Vol.XIX No.III Pg.2
May 1982

Churchhood Corporation

Robert F. Turner

I have been given some copies of material used in a "preacher training school" operated by sponsoring church arrangements. One sheet is headed: THE ONE CHURCH IS COMPOSED OF MANY LOCAL CONGREGATIONS. There are clusters of circles, surrounded by a larger circle: one headed "Sears & Roebuck Co." — another "Shell Oil Co." — and the third "Churches of Christ, Rom. 16:16." We believe God intended saints to work and worship together in "local congregations" (see guest article in this issue, p. 4) but this is far cry from saying the universal church is an aggregate of churches. The "one church" view of God's people considers saints in the aggregate. It is a "brotherhood" not a "church-hood."

Individuals are baptized into "one body CHRIST" (1 Cor. 12:13; Gal. 3:27) not into a local church. The branches on the Vine are individuals (Jn. 15:6); as are runners in the Christian Race, soldiers in the Lord's army, and in all other N.T. figures concerning the units of the One church. Under certain circumstances one could be faithful to Christ, and not be a part of a local church (Acts 8:39; 3 Jn. 10).

Sears and Shell "companies" are units of the parent company via corporate ties: common stock funding and centralized administration authority. The whole functions as one organization; each company "unit" is NOT "independent and autonomous." And, whether by ignorance or intention, the comparison of universal church to such can only promote a denominational concept of the Lord's people. This was Campbell's concept of the Universal church, and led him to endorse the Missionary Society as a means or medium through which the whole church acts as one.

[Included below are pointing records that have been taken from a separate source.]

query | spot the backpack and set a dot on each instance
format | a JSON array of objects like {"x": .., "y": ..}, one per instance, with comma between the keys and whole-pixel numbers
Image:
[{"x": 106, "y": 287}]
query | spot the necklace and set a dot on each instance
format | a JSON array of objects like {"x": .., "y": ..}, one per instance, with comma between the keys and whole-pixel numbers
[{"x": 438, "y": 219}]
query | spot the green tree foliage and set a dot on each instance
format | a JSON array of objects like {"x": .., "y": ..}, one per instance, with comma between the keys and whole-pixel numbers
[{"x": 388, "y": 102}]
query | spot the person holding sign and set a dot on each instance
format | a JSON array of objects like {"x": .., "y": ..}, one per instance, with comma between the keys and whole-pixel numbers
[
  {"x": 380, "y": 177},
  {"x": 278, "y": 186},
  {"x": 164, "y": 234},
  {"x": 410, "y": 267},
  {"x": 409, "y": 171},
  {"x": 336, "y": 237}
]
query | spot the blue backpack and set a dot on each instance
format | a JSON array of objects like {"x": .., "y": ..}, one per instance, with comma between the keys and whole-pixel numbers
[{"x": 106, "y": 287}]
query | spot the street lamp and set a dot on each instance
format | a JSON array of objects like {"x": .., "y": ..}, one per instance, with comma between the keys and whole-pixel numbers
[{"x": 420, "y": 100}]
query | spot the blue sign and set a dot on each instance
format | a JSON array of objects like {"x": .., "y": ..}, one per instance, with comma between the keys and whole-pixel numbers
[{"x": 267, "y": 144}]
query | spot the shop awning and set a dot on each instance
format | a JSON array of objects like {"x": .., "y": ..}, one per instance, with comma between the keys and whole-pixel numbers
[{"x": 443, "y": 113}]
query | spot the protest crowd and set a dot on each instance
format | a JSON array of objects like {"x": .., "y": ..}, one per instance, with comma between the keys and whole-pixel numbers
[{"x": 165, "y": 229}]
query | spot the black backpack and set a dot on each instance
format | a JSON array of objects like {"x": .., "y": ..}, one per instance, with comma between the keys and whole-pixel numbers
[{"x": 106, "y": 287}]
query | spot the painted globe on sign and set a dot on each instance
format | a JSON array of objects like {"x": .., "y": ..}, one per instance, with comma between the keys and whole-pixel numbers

The preacher training sheet says a "line of fellowship concerning faith, teaching and practice is to be maintained between congregations." True saints do indeed have faith, teaching and practice in common; but the rightness of such is God determined, not a consensus of "the great middle section" of a movement. The "Church composed of churches" concept, with traditional doctrines and terminology, and discipline which must be honored by all, encourages unwritten creedalism — standards having only human fallible authority. An artificial "our church" fellowship gradually takes the place of the genuine oneness created by common fellowship with God. We begin to think acceptance by some local church is equivalent to acceptance by God. As churches "drift" (and who can deny they do) our standards drift, and we are satisfied if people are "faithful to the church." BUT WE ARE ONE-ON-ONE WITH GOD (Rom. 14:12).